Merck Serono and Compugen have established a new firm called Neviah Genomics to focus on the discovery and development of biomarkers for predicting drug-induced toxicity. Neviah will operate out of Merck Serono’s recently opened Israel Bioincubator, with initial financial backing from Merck Serono Ventures. Israel-based Compugen will grant the startup access to its computational discovery platforms for developing toxicogenomic diagnostics, in return for receiving an equity stake in Neviah and royalties from future sales. Neviah’s developed tests will be used for predicting drug-induced toxicity and integrated into a biomarker platform for drug discovery and prioritiziation.

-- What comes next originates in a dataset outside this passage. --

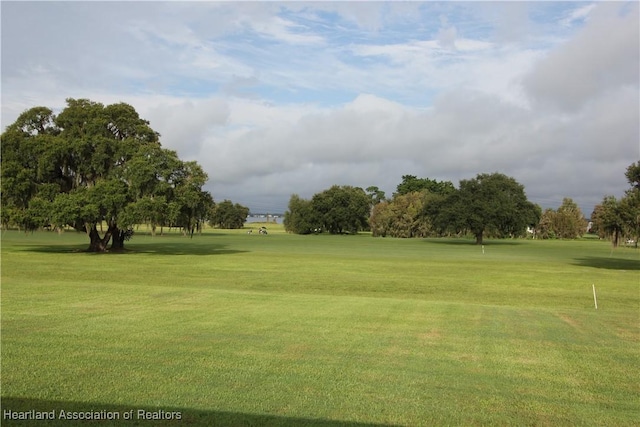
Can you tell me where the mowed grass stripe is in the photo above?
[2,233,640,425]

The agreement follows on from a collaboration between Merck Serono and Compugen, signed in 2009, to identify biomarker signatures for drug-induced toxicity. Establishment of Neviah also represents the first investment within the framework of Merck Serono’s recently established Israel Bioincubator program, and will be housed at facilities opened just last month at Merck Serono’s Israeli R&D center Inter-Lab.
“We are honored to be the first Israeli company to benefit from the establishment of Merck Serono’s Israel Bioincubator,” comments Anat Cohen-Dayag, Ph.D., Compugen president and CEO. “The formation of Neviah Genomics on a ‘discovery on demand’ basis enables Compugen to both continue its focus on therapeutic monoclonal antibodies and therapeutic proteins in the fields of immunology and oncology, and provide potential future benefits for our shareholders from our equity interest in Neviah and royalties from future product sales.”
Compugen is leveraging a platform of predictive and other computational platforms to generate a pipeline of protein and monoclonal antibody drugs for immunology and oncology, and through discovery on demand partnerships and collaborations. At the end of last year the firm announced plans to expand its mAb activities, as a result of which in March it established operations in California to focus on the development of mAb therapeutics against Compugen-discovered targets.